Le OGR – Officine Grandi Riparazioni – di Torino sono state riaperte lo scorso 30 settembre al termine di un cantiere durato mille giorni e costato cento milioni di euro, investiti dalla Fondazione CRT
Importante luogo della storia industriale del capoluogo piemontese, l’officina per la riparazione dei treni comprendeva un maestoso edificio a forma di H di circa 20.000 metri quadri di superficie per 16 metri di altezza, le palazzine degli uffici e tutte le aree circostanti. La Fondazione CRT si è avvalso della collaborazione di studio professionali di architettura ed ingegneria, tra cui Boffa Petrone & Partners e Building Engineering. L’obiettivo della riqualificazione era quello di inserire le OGR in un contesto internazionale, visto anche il luogo in cui il complesso è inserito: a poche centinaia di metri vi è la stazione ferroviaria dell’Alta velocità di Porta Susa, il Politecnico di Torino, l’Energy Center, importanti poli privati di ricerca, istituzioni culturali di eccellenza ed il centro congressi. Pur mantenendo l’identità storica di ‘Officina’ – legata quindi all’architettura di tipo industriale - esse dovevano divenire luogo della “fabbricazione” delle idee in campo artistico, scientifico, tecnologico, enogastronomico (con attività di somministrazione di food&beverage). 

Dal punto di vista architettonico ed edilizio, i nuovi interventi salvaguardano ovunque la percezione dei grandi volumi e delle grandi altezze, mostrando un impatto minimo sulla struttura originale. Da questi principi di partenza i progettisti hanno sviluppato soluzioni ad alto contenuto tecnologico, sostenibili, flessibili e modulari. 
In particolare, l’intervento ha previsto la creazione di due piazze pubbliche legate alle Officine: in corrispondenza delle due aree sono state ritrovate due vasche interrate contenenti residui del passato industriale dell’area, bonificate e messe in sicurezza prima dell’inizio dei lavori.

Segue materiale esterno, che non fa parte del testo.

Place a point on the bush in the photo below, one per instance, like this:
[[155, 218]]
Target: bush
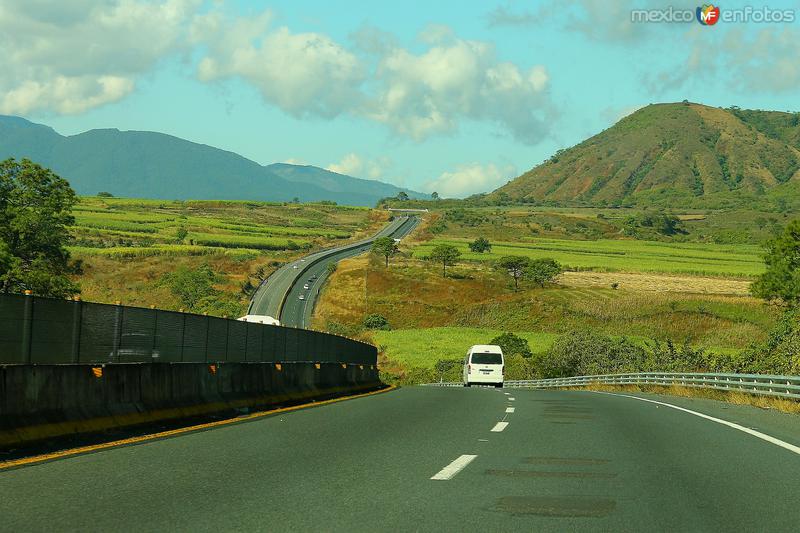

Le due piazze comprendono, nel nuovo progetto, la Corte Est, affacciata su corso Castelfidardo, con istallazioni pubbliche ed elementi che richiamano le vecchie rotaie ferroviarie e le locomotive dei treni, e la Corte Ovest, su via Borsellino, nata per ospitare eventi, spettacoli, esposizioni, ristorazione. 
Per quanto concerne gli spazi interni, l’area complessiva di circa 9.000 mq è stata concepita come un ambiente polifunzionale che ospiterà eventi culturali temporanei, quali mostre, spettacoli, concerti, conferenze. Nello specifico, le Officine nord accoglieranno le arti visive, workshop e conferenze, la Sala Fucine le arti performative. Le Officine sud saranno attraversate da una lunga passeggiata di 200 metri. Quest’area è composta da un’ampia navata centrale e due ali laterali in cui ambienti vetrati open space sono destinati ad uffici su due piani per circa 500 persone. Il Transetto, tra le Officine Nord e Sud, è configurato come uno spazio di 2.000 mq con mezzanino dal nome Snodo. Esso è lo spazio dedicato all’enogastronomia piemontese e comprende due ristoranti, un’area lounge a soppalco, un cocktail bar ed uno smart bar. 

La riqualificazione delle OGR è stata un’impresa complessa, per i vincoli architettonici e storico-artistici esistenti, il degrado diffuso della struttura abbandonata, l’estensione e le peculiarità del sito - caratterizzato da fattori di inquinamento ambientale e bellico - e la molteplicità delle destinazioni d’uso e delle tipologie di utenti.